INSKEEP: So A-Rod, maybe, is a symptom of broader problems with the New York Yankees. Here you have this star player who was brought in, who never really quite lived up to the expectations that he was brought to New York to fulfill. You've got a team that's aging anyway. You've got a team that's lost Derek Jeter. What's in store for the Yankees in the coming season whether A-Rod is on the field or not?

TORRE: The Yankees - let's keep in mind, the Yankees finished 12 games behind the Baltimore Orioles last year despite having this massive payroll. They are rapidly aging. Derek Jeter's departure, as symbolic and as defining as it was for the Yankees' previous season, basically was the turning of the page. We are going to meet a New York Yankees team that a lot of us, quite frankly, don't really know. And we don't really know what to expect. They don't have the prospects on the horizon that you'd expect of a flourishing minor league system.

INSKEEP: I'm wondering if we're heading into another one of these periods, of which there have been a few in Yankees history, where they're just a very, very bad team for all the money.

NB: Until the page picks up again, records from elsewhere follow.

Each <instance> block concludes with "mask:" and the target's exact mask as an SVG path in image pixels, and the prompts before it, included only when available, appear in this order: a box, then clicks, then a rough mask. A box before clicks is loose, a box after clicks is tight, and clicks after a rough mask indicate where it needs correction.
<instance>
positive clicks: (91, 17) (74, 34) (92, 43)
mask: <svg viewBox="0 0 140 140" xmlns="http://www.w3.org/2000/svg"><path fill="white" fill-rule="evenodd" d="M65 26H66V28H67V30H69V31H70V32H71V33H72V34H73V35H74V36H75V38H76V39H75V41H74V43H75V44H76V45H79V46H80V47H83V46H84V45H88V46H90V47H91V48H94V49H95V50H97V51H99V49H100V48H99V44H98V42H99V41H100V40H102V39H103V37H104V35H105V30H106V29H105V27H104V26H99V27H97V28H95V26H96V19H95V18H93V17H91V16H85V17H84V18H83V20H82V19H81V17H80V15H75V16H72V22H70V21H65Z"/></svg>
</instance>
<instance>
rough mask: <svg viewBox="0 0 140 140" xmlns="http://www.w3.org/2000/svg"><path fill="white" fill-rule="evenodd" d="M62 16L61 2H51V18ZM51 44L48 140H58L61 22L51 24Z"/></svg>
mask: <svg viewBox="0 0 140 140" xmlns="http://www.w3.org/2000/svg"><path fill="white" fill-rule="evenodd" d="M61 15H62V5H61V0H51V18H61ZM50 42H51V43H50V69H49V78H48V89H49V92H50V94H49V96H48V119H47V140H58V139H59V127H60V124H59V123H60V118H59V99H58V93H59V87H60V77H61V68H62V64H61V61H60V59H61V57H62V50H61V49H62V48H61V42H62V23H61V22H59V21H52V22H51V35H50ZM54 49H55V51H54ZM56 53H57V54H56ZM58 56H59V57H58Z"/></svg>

TORRE: Absolutely. I think this is one of those in-between dynasty periods. If you're a Yankee optimist, that's what you're thinking. You're thinking that this is the transition period. We're getting rid of everybody who we knew and loved, and including those who we loved less, like A-Rod. And we're trying to turn the page. But if you look at this roster and you go position by position - Brendan Ryan at shortstop. That is who's starting for the New York Yankees. That alone is a very jarring experience to so many baseball fans out there.

INSKEEP: Yeah, like, you've got to say who? Who?

TORRE: Yeah.

INSKEEP: Pablo Torre of ESPN, thanks very much.